For these reasons, mmap( ) is a smart choice for many applications.
Disadvantages of mmap( )
There are a few points to keep in mind when using mmap( ):
Memory mappings are always an integer number of pages in size. Thus, the difference between the size of the backing file and an
integer number of pages is "wasted" as slack space. For small files, a
significant percentage of the mapping may be wasted. For example, with
4 KB pages, a 7 byte mapping wastes 4,089 bytes.
The memory mappings must fit into the process' address space. With a 32-bit address space, a very large number of various-sized mappings
can result in fragmentation of the address space, making it hard to
find large free contiguous regions. This problem, of course, is much
less apparent with a 64-bit address space.

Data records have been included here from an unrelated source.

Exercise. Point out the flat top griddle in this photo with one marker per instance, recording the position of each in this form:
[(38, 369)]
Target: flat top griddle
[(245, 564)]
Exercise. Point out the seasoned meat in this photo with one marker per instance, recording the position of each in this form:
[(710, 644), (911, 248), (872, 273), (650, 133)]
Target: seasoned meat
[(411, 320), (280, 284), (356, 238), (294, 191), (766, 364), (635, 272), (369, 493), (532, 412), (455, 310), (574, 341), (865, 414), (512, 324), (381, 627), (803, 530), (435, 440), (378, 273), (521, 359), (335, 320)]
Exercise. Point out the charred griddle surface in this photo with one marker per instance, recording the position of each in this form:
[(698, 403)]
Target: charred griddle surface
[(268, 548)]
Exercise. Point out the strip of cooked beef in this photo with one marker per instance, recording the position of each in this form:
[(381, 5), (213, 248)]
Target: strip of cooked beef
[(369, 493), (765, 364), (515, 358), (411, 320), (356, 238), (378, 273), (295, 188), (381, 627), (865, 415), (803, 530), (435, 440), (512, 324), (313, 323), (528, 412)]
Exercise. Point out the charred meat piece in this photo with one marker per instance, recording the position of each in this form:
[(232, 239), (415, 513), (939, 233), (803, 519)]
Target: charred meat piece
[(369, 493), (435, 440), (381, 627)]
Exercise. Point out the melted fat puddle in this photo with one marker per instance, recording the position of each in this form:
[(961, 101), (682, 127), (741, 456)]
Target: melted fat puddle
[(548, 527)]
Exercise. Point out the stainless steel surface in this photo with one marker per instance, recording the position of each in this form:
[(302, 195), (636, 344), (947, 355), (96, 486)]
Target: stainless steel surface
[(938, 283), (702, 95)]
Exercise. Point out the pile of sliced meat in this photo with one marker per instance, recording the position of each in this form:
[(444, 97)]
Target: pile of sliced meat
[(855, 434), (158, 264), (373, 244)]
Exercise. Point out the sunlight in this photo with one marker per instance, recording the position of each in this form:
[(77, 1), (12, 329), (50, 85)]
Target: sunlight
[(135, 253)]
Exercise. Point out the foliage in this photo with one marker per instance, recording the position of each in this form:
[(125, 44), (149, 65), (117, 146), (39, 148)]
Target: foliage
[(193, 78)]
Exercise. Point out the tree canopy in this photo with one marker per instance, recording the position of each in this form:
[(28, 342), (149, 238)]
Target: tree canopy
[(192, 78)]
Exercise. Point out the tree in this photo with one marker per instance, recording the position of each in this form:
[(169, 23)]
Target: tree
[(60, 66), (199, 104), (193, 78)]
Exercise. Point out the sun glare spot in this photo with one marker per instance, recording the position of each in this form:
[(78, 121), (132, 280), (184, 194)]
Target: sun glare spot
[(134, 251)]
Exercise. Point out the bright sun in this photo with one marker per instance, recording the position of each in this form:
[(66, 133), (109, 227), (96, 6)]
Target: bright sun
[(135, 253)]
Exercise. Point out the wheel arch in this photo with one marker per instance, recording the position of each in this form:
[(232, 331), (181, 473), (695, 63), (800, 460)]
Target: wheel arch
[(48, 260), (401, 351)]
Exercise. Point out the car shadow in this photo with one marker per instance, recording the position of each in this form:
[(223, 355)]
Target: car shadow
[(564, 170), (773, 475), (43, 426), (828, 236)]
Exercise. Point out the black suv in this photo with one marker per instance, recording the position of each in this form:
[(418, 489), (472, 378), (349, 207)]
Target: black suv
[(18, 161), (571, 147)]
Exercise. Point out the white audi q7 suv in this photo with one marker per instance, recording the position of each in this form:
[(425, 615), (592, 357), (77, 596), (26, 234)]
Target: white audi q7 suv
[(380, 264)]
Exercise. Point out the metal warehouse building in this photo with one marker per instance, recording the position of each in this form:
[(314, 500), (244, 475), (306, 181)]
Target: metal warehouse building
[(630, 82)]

There is overhead in creating and maintaining the memory mappings and associated data structures inside the kernel. This overhead is
generally obviated by the elimination of the double copy mentioned in
the previous section, particularly for larger and frequently accessed
files.
For these reasons, the benefits of mmap( ) are most greatly realized
when the mapped file is large (and thus any wasted space is a small
percentage of the total mapping), or when the total size of the mapped
file is evenly divisible by the page size (and thus there is no wasted
space).
Memory mapping has a potential for a huge speed advantage compared to traditional IO. It lets the operating system read the data from the source file as the pages in the memory mapped file are touched. This works by creating faulting pages, which the OS detects and then the OS loads the corresponding data from the file automatically.
This works the same way as the paging mechanism and is usually optimized for high speed I/O by reading data on system page boundaries and sizes (usually 4K) - a size for which most file system caches are optimized to.
An advantage that isn't listed yet is the ability of mmap() to keep a read-only mapping as clean pages. If one allocates a buffer in the process's address space, then uses read() to fill the buffer from a file, the memory pages corresponding to that buffer are now dirty since they have been written to.
Dirty pages can not be dropped from RAM by the kernel. If there is swap space, then they can be paged out to swap. But this is costly and on some systems, such as small embedded devices with only flash memory, there is no swap at all. In that case, the buffer will be stuck in RAM until the process exits, or perhaps gives it back withmadvise().
Non written to mmap() pages are clean. If the kernel needs RAM, it can simply drop them and use the RAM the pages were in. If the process that had the mapping accesses it again, it cause a page fault the kernel re-loads the pages from the file they came from originally. The same way they were populated in the first place.
This doesn't require more than one process using the mapped file to be an advantage.